Professional ratings
Review scores
| Source | Rating |
| AllMusic | Star Half star |

==Commercial performance==
The album debuted at No. 4 on the Top Country Albums chart, and No. 18 on the Billboard 200, selling 18,536 copies in its first week.

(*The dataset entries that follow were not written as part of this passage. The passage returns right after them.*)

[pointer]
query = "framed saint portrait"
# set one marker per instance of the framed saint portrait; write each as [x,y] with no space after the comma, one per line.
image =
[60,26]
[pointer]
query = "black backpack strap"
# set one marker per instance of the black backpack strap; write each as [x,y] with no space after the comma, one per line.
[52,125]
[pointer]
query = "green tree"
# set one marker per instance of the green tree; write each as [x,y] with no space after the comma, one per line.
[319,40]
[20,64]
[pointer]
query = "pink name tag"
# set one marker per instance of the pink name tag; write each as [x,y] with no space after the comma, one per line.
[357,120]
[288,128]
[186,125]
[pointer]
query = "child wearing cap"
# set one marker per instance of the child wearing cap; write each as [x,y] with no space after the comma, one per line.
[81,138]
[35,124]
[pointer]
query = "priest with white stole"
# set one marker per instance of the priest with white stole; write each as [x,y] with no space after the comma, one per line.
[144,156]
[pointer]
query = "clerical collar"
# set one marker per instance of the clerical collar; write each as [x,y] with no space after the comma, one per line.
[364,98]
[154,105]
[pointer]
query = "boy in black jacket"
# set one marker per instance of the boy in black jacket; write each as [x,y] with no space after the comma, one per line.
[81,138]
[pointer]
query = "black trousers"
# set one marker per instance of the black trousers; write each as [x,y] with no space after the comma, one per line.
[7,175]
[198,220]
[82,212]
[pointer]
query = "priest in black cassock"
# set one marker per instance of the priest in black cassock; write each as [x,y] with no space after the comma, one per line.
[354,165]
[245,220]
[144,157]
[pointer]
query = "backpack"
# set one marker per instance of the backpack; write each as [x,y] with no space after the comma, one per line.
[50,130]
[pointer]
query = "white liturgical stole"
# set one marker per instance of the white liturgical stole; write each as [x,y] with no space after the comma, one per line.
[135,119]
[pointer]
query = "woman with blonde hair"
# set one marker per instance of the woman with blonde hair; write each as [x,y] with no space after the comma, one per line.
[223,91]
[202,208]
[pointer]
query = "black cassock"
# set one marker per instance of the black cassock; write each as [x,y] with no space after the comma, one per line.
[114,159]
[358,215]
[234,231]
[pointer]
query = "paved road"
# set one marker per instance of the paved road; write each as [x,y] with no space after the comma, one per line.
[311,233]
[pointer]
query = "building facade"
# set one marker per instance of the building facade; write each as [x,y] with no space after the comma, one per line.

The album has sold 117,100 copies in the US as of March 2017.

==Track listing==

| No. | Title | Writer(s) | Length |
|---|---|---|---|
| 1. | "Buy Me a Boat" | Chris DuBois | 2:59 |
| 2. | "Power of Positive Drinkin'" | DuBois; Mark Irwin; | 3:30 |
| 3. | "Under the Sun" | Casey Beathard; Ed Hill; | 3:26 |
| 4. | "Holdin' Her" | James Otto | 4:05 |
| 5. | "Messin' with Jesus" (featuring Tim McGraw) | Kelly Roland; Pavel Dovgalyuk; | 3:06 |
| 6. | "Right in the Middle" | Brandon Kinney; Justin Wilson; | 2:23 |
| 7. | "Save a Little Sugar" | DuBois; Jim Beavers; | 3:02 |
| 8. | "Back in My Drinkin' Days" | Ken Johnson | 2:44 |
| 9. | "Where You Come In" | Hill | 3:17 |
| 10. | "Yeah It Is" | Ken Wright | 3:18 |
| 11. | "White Trash" | Beathard | 3:47 |

==Personnel==
Adapted from Buy Me a Boat liner notes.

===Musicians===
- Brent Anderson - acoustic guitar (all tracks except 4), background vocals (all tracks except 3), synthesizer (2), bouzouki (11)
- David Dorn - Hammond B-3 organ (2, 7, 11), keyboards (2, 3, 4, 5, 6, 9, 10), synthesizer (7), piano (8), Wurlitzer electric piano (11)
- Shannon Forrest - drums (4, 5, 9), programming (9)
- Byron Gallimore - acoustic guitar (9)
- Chris Janson - lead vocals (all tracks), acoustic guitar (4), harmonica (8)
- Troy Lancaster - electric guitar (3, 4, 5, 6, 9, 10)
- Tony Lucido - bass guitar (all tracks)
- Fred Newell - steel guitar (3, 6, 8, 10)
- Justin Ostrander - electric guitar (1, 2, 7, 11)
- Russ Pahl - Jew's harp (7), steel guitar (8)
- Ben Phillips - drums (except 4, 5, 9), programming (2, 7)
- Jeff Roach - synthesizer (1, 2)
- Justin Schipper - steel guitar (4, 5, 9)
- Will Weatherly - programming (1, 2, 7)
- Derek Wells - electric guitar (3, 6, 8, 10)

===Technical===
- Tracks 1, 2, 7, 8, 11
- Brent Anderson - producer
- Jeff Balding - recording
- Matt Coles - assistant
- Chris DuBois - producer
- Chris Janson - producer
- Scott Johnson - production assistant
- Ben Phillips - recording, digital editing, mixing
- Will Weatherly - digital editing

- Tracks 3–6, 9, 10
- Stephen Allbritten - assistant (3, 4, 6, and 10 only)
- Jake Burns - assistant (4, 5, and 9 only)
- Byron Gallimore - producer, mixing
- Julian King - recording
- Erik Lutkins - additional recording (3, 4, 6, and 10 only)
- Ernesto Olivera - assistant (3, 6, and 10 only)

- All tracks
- Adam Ayan - mastering
- Eric Brown - photography
- Katherine Petillo - art direction, design
- Shane Tarleton - creative director

==Charts==

===Weekly charts===

| Chart (2015) | Peak position |
|---|---|
| US Billboard 200 | 18 |
| US Top Country Albums (Billboard) | 4 |

===Year-end charts===

| Chart (2016) | Position |
|---|---|
| US Top Country Albums (Billboard) | 35 |

==Certifications==

| Region | Certification | Certified units/sales |
| United States (RIAA) | Gold | 500,000^{‡} |
^{‡} Sales+streaming figures based on certification alone.